TV channels 52-69, the 700 MHz band, were auctioned off to mobile carriers in two stages. The first channels auctioned in 2002 went cheap, since the licenses were not usable for several years. Once the transition was real, channels auctioned were (more) expensive. Delaying the next auction a year at a time, until 2008, also allowed Congress to count the same anticipated auction revenues towards the budget deficit in several fiscal years!

Incentive Auction

In 2016, the FCC held an incentive auction in two parts. TV stations were invited to a reverse auction to relinquish their broadcasting rights, after which channels 38-51, the 600 MHz band, were auctioned off to mobile carriers. TV stations could move back from UHF to the now less desirable VHF channels, or they could double up by using one DTV transmitter to carry more than one video stream.
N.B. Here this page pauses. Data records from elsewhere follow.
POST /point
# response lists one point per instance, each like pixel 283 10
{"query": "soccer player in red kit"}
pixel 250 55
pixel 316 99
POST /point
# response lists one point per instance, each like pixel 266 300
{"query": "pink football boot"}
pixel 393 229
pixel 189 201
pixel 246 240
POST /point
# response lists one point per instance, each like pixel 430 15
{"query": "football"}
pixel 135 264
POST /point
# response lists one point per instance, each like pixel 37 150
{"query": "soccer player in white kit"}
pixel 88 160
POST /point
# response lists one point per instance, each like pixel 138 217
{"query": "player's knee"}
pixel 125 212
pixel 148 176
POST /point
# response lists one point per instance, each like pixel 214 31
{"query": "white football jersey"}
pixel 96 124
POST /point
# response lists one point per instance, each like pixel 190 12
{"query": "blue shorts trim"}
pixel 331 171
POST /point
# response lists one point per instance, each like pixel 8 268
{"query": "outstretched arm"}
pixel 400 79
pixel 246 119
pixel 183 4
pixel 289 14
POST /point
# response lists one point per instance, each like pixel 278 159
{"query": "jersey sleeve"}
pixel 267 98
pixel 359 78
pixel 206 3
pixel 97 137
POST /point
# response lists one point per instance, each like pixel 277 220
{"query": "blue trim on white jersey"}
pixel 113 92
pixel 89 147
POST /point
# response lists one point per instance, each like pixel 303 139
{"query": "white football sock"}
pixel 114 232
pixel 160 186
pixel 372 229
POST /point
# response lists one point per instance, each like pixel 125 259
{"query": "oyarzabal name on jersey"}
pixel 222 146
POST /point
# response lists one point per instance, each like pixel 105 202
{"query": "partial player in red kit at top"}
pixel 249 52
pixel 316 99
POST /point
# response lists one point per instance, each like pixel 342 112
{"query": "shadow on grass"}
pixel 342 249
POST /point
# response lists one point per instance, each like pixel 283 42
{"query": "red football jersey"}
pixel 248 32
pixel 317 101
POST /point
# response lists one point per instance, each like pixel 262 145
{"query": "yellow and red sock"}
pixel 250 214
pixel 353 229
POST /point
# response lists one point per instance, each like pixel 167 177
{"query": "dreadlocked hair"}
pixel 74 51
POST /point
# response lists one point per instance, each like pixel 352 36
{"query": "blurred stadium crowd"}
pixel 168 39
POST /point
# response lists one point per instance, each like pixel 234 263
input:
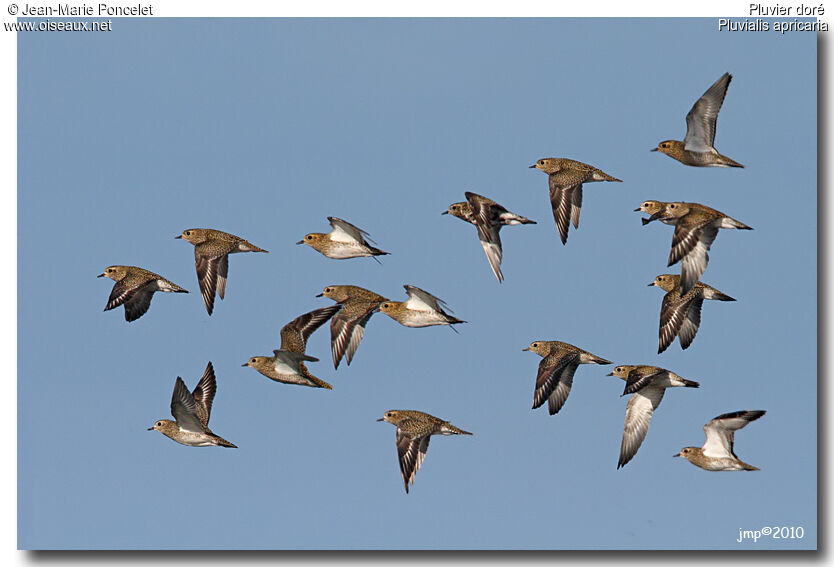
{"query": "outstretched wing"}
pixel 639 412
pixel 343 231
pixel 702 118
pixel 421 300
pixel 184 409
pixel 294 334
pixel 411 451
pixel 720 432
pixel 204 394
By this time, most viewers were using cable or streaming services, so over-the-air (OTA) quality was now less important than before, but having an OTA transmission was still important in many areas where viewers were close enough to TV transmitters and able to get good reception without having to pay a monthly cable or streaming bill. And OTA allowed the station to choose must-carry or retransmission fees from cable operators in its service area.
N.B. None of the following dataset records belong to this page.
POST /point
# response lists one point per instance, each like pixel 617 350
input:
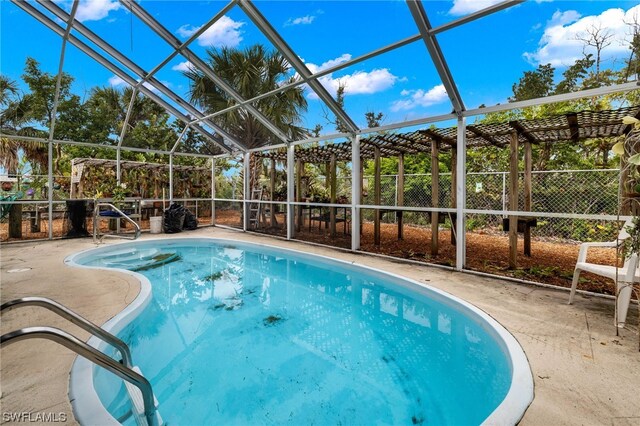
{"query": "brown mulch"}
pixel 550 263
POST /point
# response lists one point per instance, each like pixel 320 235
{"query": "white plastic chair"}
pixel 626 275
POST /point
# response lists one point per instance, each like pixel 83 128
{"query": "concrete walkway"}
pixel 583 372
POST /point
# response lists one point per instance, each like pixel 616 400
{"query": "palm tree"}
pixel 251 72
pixel 14 119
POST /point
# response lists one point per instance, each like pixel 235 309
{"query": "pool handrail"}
pixel 96 230
pixel 90 353
pixel 74 318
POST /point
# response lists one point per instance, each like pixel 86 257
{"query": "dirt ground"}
pixel 550 263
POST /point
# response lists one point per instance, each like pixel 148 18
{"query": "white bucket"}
pixel 156 224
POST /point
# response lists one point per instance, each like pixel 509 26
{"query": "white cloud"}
pixel 360 82
pixel 330 63
pixel 465 7
pixel 183 66
pixel 94 10
pixel 225 32
pixel 116 81
pixel 559 44
pixel 303 20
pixel 420 98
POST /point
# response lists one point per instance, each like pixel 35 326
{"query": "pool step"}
pixel 138 403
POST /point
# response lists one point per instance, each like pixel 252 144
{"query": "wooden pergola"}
pixel 79 164
pixel 570 127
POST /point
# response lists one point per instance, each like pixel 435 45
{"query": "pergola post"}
pixel 332 210
pixel 170 179
pixel 356 193
pixel 246 181
pixel 435 196
pixel 513 201
pixel 290 190
pixel 528 165
pixel 272 178
pixel 213 191
pixel 400 196
pixel 461 193
pixel 454 195
pixel 377 196
pixel 299 169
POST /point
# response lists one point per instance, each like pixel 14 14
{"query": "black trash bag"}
pixel 174 218
pixel 190 221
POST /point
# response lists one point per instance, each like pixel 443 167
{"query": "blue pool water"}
pixel 243 334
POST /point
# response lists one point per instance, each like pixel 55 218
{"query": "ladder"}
pixel 144 403
pixel 255 209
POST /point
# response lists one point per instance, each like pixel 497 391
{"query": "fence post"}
pixel 504 191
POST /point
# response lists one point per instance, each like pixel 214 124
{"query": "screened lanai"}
pixel 452 122
pixel 376 190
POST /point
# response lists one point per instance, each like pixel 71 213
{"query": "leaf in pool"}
pixel 158 260
pixel 217 307
pixel 214 276
pixel 272 320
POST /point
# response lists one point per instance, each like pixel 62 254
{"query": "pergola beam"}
pixel 489 138
pixel 520 130
pixel 572 119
Mobile carriers were then invited to the forward part of the incentive auction for the repurposed spectrum. Many of the licenses again went to speculators. T-Mobile has used that spectrum to improve its service coverage. Dish/Echostar won licenses too, and after Sprint was acquired by T-Mobile, it was allegedly going to become the fourth national carrier, but that goal has proven to be financially elusive. This band sees far less use than 700 MHz, which has become much of the backbone for Verizon and AT&T’s public safety-oriented FirstNet.

6G is the new game

The original 800 MHz channels, of course, have also been recycled for 4G (LTE) and 5G use. The carriers have also, over the years, gained access, via auction, to several more exclusive-use bands, including 2.1 GHz, 2.5 GHz, 3.45 GHz, 3.7 GHz, and millimeter wave bands at 24 and 28 GHz. What’s next?

Naturally, mobile carriers are seeking more spectrum.. “6G” is the new game, and while this generation of cellular technology is still undefined, mobile carriers will insist that they will need additional spectrum. The mobile carriers want the federal government to free up spectrum that is currently used for national defense purposes, including radar. At least some of this spectrum will be shared: while spectrum sharing already exists on a few bands, most of those are only lightly used by the government.

The Rich Get Richer

In the US, when the big carriers ask for and receive more spectrum, there’s less for everyone else. In much of Europe, enterprises can license private broadband networks to cover their own facilities or campuses. The United States has considerable unlicensed spectrum usable for private networks such as Wi-Fi, but no spectrum for locally licensed, protected private broadband networks. Private microwave and land-mobile licensing still use spectrum paradigms from the 1980s or earlier, when voice was king.

The CBRS band at 3.55 GHz is a creative mix of medium-power licensed-protected (Priority Access Licenses) and license-exempt (General Authorized Access) secondary broadband use, but the FCC has an open docket to change its rules to be more like the mobile bands. It is popular among wireless ISPs (a key Interisle constituency) and cable, but its “small cell” power limit, while much higher than Wi-Fi, has not attracted much support from the big mobile carriers.

Closing Remarks: Opportunities lost?

Ironically, though, the big carriers are missing an opportunity. There’s a concept out there by which mobile service providers, instead of adding more spectrum to handle more capacity, simply reduce the geographic coverage of congested base stations. In this way, base stations with smaller coverage areas allow the same spectrum to be reused more often in crowded areas. It’s rather novel, it seems, but there is a name for it: Cellular. Perhaps they should try it.